I honestly can't fathom why New York kids want to grow up so fast, and hearing discussions from my classmates about doing this or that with their partners when we were only nine was really uncomfortable. I remember being asked if I was a virgin around the second or third week of starting the fifth grade, and I luckily answered correctly. My discomfort and curiosity only grew from there. I had zero interest in dating despite my surroundings but it also came from fear too that I didn't know I had until late into high school.
Because I grew up trusting neither I blindly hid behind the lie I'd tell myself and my friends that I'd date whoever, the gender didn't matter. At one point I did firmly believe this but the reality was that I trusted boys more than I did girls and I feared girls more than I did boys. I had very little female friends and I always felt more at ease with the boys, not always but there were the select few. I had plenty of experiences to tell me why I felt this way but I refused to acknowledge it until I was forced too and I wasn't ready for it. When I had my unwilling first kiss from a boy in middle school, I cried and I felt violated but when I kissed a girl accidentally in highschool I laughed it off and felt very confused. This was before I had my first relationship and still had very little interest in dating so I brushed it off but unfortunately, It started to manifest itself into internalized homophobia. Love is love that's how I always looked at it. I've always been a huge supporter of the LGTBQ community but sadly when it came to me, it was an entirely different story.

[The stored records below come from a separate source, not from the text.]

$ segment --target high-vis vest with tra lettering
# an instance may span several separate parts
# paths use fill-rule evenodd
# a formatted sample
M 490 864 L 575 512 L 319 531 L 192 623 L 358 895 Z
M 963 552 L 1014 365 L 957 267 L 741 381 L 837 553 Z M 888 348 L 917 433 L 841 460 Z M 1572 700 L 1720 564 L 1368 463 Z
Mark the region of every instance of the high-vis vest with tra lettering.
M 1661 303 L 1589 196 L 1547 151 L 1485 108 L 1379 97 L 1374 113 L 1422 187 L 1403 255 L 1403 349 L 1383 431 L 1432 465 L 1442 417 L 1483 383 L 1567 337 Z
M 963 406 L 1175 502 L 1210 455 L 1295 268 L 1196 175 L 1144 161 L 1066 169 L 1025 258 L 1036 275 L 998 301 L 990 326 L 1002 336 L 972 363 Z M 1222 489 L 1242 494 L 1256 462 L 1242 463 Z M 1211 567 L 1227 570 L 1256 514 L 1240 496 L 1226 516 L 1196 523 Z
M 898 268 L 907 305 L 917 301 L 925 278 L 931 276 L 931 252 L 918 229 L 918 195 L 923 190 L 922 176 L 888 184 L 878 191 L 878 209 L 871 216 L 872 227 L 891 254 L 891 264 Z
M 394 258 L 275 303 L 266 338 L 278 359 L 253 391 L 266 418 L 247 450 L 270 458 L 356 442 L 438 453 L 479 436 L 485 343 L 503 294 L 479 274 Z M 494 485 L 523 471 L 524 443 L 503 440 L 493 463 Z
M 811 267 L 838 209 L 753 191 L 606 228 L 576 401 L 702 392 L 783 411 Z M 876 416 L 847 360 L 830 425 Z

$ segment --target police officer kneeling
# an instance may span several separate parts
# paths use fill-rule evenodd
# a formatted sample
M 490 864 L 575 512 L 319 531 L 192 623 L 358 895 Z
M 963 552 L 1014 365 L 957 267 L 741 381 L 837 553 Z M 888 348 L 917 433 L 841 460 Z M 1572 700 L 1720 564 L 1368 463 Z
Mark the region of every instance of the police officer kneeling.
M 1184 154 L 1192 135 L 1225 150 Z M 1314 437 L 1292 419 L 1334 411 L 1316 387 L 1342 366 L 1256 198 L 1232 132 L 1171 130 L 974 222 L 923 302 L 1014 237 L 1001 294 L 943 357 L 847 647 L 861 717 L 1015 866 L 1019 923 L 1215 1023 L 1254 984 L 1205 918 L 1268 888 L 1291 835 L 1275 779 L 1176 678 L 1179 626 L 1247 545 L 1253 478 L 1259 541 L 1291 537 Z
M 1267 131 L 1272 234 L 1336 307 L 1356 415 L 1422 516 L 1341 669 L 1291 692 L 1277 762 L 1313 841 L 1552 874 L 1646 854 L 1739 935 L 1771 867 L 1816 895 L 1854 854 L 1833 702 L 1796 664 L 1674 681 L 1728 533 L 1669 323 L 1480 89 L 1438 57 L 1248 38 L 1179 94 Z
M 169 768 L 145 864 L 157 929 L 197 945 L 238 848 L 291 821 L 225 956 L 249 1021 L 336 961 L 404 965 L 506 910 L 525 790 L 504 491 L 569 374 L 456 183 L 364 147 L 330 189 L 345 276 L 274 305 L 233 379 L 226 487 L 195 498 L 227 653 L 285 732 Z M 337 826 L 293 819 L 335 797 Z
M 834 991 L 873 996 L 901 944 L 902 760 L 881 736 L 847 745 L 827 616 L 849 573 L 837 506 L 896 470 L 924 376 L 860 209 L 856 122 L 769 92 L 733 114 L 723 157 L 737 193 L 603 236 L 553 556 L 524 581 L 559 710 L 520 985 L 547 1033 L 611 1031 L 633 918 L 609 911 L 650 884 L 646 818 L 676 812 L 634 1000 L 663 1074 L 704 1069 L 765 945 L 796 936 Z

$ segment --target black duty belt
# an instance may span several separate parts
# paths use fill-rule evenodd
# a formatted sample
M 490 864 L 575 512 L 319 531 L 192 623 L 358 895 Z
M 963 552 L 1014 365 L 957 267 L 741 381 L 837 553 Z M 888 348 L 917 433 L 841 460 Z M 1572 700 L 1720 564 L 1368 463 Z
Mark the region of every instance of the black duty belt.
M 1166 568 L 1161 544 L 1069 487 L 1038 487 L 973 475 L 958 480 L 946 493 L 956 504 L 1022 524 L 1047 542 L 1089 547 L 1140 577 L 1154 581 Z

My sexuality was never at the forefront of my mind so when things started to come up, it baffled me but also gave me a lot of clarity along the way. On top of my own denial, my fear came from me being raised into catholicism. I was w0rried about the possible judgment Id receive if I even brought up the topic. My family was also conservative and traditional, well at least my dad is; my mom was always a bit more flexible and my character was always put into question so the stronger my facade had to be to avoid ever having to tell my family.
This was my reality for several years, but I grew tired of feeling uncomfortable in my own home, in my own skin, and strangely enough, dealing with a breakup is what pushed me to come out. My ex told me this once while we were dating "You know, we've been together six months and I still know very little about you" when I remembered that a thought came to me and it was simply "how long do I intend to deceive myself." The first person I had to come out to was myself before anything else and once I did I just went down the list of who I wanted to know and who it was important for them to know. I didn't tell many, my close friends, some family, and some who were no longer in my life but wanted them to know except one person of importance doesn't know. My dad, I'm still terrified to tell him even though I'm very sure he's been speculating for quite some time, after all, I haven't exactly gone to great lengths to hide anymore since that day. I'll tell him one day though when I'm ready for that part of my coming out story to have an official ending.
I behave now in a way solely based on how I feel a little feminine, a little masculine, or both some days. I chopped my hair off which was liberating, fully embracing my "lack of" feminity, dressed as I pleased without worrying about the opinions of others. I'm finally able to start learning about myself in a light that I closed myself off from for so long and I couldn't be happier with or without his acceptance.